Shi Mingsong, Wang Lun, Li Penghui, Liu Jiang, Chen Lijuan, Xu Dingguo
State Key Laboratory of Biotherapy/Collaborative Innovation Center of Biotherapy and Cancer Center, West China Hospital, Sichuan University, Chengdu, Sichuan 610041, China.
MOE Key Laboratory of Green Chemistry and Technology, College of Chemistry, Sichuan University, Chengdu, Sichuan 610064, China.
ACS Omega. 2021 Apr 15;6(16):11025-11038. doi: 10.1021/acsomega.1c00947. eCollection 2021 Apr 27.
Salt-inducible kinases (SIKs) are calcium/calmodulin-dependent protein kinase (CAMK)-like (CAMKL) family members implicated in insulin signal transduction, metabolic regulation, inflammatory response, and other processes. Here, we focused on SIK2, which is a target of the Food and Drug Administration (FDA)-approved pan inhibitor -(2-chloro-6-methylphenyl)-2-(6-(4-(2-hydroxyethyl)piperazin-1-yl)-2-methylpyrimidin-4-ylamino)thiazole-5-carboxamide (dasatinib), and constructed four representative SIK2 structures by homology modeling. We investigated the interactions between dasatinib and SIK2 via molecular docking, molecular dynamics simulation, and binding free energy calculation and found that dasatinib showed strong binding affinity for SIK2. Binding free energy calculations suggested that the modification of various dasatinib regions may provide useful information for drug design and to guide the discovery of novel dasatinib-based SIK2 inhibitors.

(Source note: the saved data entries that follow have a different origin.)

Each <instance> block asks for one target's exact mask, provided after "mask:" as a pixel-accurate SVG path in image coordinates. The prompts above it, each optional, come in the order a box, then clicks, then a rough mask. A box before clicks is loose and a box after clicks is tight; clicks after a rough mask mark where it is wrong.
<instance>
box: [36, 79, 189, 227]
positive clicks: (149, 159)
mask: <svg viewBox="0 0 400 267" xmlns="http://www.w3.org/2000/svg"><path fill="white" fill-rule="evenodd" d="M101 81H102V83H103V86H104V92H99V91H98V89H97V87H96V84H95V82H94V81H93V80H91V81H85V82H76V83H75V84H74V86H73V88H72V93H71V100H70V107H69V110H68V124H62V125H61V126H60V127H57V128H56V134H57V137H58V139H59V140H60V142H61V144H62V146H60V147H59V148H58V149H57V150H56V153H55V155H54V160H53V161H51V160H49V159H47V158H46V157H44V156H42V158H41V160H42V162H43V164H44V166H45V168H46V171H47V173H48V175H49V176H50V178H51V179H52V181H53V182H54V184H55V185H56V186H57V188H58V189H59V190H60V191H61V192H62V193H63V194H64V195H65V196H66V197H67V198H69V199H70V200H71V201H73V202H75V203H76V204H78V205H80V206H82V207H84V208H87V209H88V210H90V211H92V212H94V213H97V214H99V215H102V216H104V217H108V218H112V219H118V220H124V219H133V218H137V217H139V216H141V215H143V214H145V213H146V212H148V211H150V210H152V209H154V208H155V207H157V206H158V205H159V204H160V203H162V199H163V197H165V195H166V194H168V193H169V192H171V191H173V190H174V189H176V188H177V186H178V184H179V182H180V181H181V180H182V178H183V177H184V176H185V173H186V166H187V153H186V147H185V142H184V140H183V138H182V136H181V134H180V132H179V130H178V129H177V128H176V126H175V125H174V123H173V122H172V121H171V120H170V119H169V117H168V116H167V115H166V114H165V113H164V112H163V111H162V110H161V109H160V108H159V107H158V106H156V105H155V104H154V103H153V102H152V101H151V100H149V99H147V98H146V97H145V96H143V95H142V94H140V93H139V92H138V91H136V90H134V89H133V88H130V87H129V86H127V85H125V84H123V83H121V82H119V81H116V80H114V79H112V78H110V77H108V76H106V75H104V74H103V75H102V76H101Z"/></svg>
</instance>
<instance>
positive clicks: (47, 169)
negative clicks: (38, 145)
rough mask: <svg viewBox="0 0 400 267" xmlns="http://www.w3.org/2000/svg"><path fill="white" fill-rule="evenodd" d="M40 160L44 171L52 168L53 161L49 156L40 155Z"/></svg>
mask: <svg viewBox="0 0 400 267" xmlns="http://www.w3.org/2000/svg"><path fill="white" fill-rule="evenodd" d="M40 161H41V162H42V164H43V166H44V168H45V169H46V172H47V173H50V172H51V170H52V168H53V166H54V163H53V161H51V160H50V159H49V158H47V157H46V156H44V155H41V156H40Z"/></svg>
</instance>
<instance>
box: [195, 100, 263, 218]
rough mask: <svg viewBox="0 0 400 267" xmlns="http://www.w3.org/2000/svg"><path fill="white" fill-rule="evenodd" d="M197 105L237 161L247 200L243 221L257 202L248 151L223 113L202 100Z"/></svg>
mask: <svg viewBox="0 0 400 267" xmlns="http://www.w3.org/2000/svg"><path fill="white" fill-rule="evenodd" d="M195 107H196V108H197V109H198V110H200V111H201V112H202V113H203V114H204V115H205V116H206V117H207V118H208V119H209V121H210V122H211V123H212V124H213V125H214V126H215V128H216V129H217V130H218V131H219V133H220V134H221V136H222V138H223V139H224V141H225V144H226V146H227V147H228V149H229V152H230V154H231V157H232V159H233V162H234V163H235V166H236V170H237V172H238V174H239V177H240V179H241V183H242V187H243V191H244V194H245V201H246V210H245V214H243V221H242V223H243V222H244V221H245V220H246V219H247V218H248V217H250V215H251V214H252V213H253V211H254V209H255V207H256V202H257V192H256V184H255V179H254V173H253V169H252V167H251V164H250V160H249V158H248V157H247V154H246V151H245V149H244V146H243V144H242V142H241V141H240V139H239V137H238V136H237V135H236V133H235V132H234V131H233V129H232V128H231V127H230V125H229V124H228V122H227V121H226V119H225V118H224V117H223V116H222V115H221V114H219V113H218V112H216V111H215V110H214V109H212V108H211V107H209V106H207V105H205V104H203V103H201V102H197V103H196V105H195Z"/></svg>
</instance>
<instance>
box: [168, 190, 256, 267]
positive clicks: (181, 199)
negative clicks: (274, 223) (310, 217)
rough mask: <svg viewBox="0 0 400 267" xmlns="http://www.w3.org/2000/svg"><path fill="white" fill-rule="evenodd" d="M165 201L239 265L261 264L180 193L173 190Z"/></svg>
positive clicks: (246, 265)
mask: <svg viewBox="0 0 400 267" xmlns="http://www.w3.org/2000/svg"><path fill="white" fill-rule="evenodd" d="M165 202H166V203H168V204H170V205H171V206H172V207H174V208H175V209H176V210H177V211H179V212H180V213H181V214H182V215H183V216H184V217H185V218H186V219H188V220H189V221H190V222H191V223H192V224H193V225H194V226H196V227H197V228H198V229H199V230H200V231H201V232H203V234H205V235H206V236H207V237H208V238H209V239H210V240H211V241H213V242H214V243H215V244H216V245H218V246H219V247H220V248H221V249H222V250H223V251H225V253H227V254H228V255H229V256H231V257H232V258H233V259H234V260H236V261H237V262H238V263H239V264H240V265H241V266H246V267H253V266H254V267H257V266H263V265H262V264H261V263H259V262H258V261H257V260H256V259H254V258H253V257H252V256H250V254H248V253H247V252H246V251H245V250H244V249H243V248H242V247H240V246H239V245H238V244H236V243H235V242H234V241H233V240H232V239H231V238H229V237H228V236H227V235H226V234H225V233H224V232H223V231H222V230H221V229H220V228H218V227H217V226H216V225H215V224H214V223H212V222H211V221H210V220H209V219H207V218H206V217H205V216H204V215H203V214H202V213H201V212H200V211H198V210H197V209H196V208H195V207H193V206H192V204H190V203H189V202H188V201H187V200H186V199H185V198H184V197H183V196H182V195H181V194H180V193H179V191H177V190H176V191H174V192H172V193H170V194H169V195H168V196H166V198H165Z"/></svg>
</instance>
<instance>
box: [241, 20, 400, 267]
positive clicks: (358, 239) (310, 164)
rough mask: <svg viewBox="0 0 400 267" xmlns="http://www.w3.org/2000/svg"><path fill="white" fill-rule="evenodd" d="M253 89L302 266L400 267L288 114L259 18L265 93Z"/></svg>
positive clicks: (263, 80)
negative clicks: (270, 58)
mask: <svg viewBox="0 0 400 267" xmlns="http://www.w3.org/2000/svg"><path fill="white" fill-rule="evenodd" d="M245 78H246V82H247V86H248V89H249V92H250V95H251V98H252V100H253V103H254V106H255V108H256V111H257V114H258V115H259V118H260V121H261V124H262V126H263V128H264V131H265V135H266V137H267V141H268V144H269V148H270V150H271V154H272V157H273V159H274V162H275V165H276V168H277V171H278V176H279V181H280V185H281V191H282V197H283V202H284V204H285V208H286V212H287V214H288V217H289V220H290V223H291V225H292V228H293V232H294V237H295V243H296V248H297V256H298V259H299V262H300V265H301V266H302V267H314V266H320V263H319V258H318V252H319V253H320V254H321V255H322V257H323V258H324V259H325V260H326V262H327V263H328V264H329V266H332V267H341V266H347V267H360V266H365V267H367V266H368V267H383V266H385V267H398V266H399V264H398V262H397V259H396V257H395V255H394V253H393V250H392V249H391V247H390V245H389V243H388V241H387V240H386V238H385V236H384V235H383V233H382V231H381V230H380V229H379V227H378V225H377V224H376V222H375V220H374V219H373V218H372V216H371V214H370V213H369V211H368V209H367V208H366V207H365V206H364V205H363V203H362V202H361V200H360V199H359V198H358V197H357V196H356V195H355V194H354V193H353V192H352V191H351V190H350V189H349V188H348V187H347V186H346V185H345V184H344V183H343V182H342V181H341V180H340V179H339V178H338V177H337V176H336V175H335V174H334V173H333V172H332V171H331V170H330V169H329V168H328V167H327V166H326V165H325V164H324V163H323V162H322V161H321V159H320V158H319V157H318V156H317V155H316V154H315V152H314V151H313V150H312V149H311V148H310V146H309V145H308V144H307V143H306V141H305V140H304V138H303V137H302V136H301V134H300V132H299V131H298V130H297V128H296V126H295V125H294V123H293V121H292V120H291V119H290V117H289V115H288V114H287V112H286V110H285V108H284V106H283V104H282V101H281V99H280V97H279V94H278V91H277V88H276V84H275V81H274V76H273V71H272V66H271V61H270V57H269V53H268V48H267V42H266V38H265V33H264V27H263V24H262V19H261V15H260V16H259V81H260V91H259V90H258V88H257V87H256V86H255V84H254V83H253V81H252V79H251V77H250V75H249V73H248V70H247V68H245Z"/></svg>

盐诱导激酶(SIKs)是钙/钙调蛋白依赖性蛋白激酶(CAMK)样(CAMKL)家族成员,参与胰岛素信号转导、代谢调节、炎症反应和其他过程。在此,我们聚焦于SIK2,它是美国食品药品监督管理局(FDA)批准的泛抑制剂(2-氯-6-甲基苯基)-2-(6-(4-(2-羟乙基)哌嗪-1-基)-2-甲基嘧啶-4-基氨基)噻唑-5-甲酰胺(达沙替尼)的作用靶点,并通过同源建模构建了四种代表性的SIK2结构。我们通过分子对接、分子动力学模拟和结合自由能计算研究了达沙替尼与SIK2之间的相互作用,发现达沙替尼对SIK2表现出很强的结合亲和力。结合自由能计算表明,对达沙替尼各个区域的修饰可能为药物设计提供有用信息,并指导发现新型基于达沙替尼的SIK2抑制剂。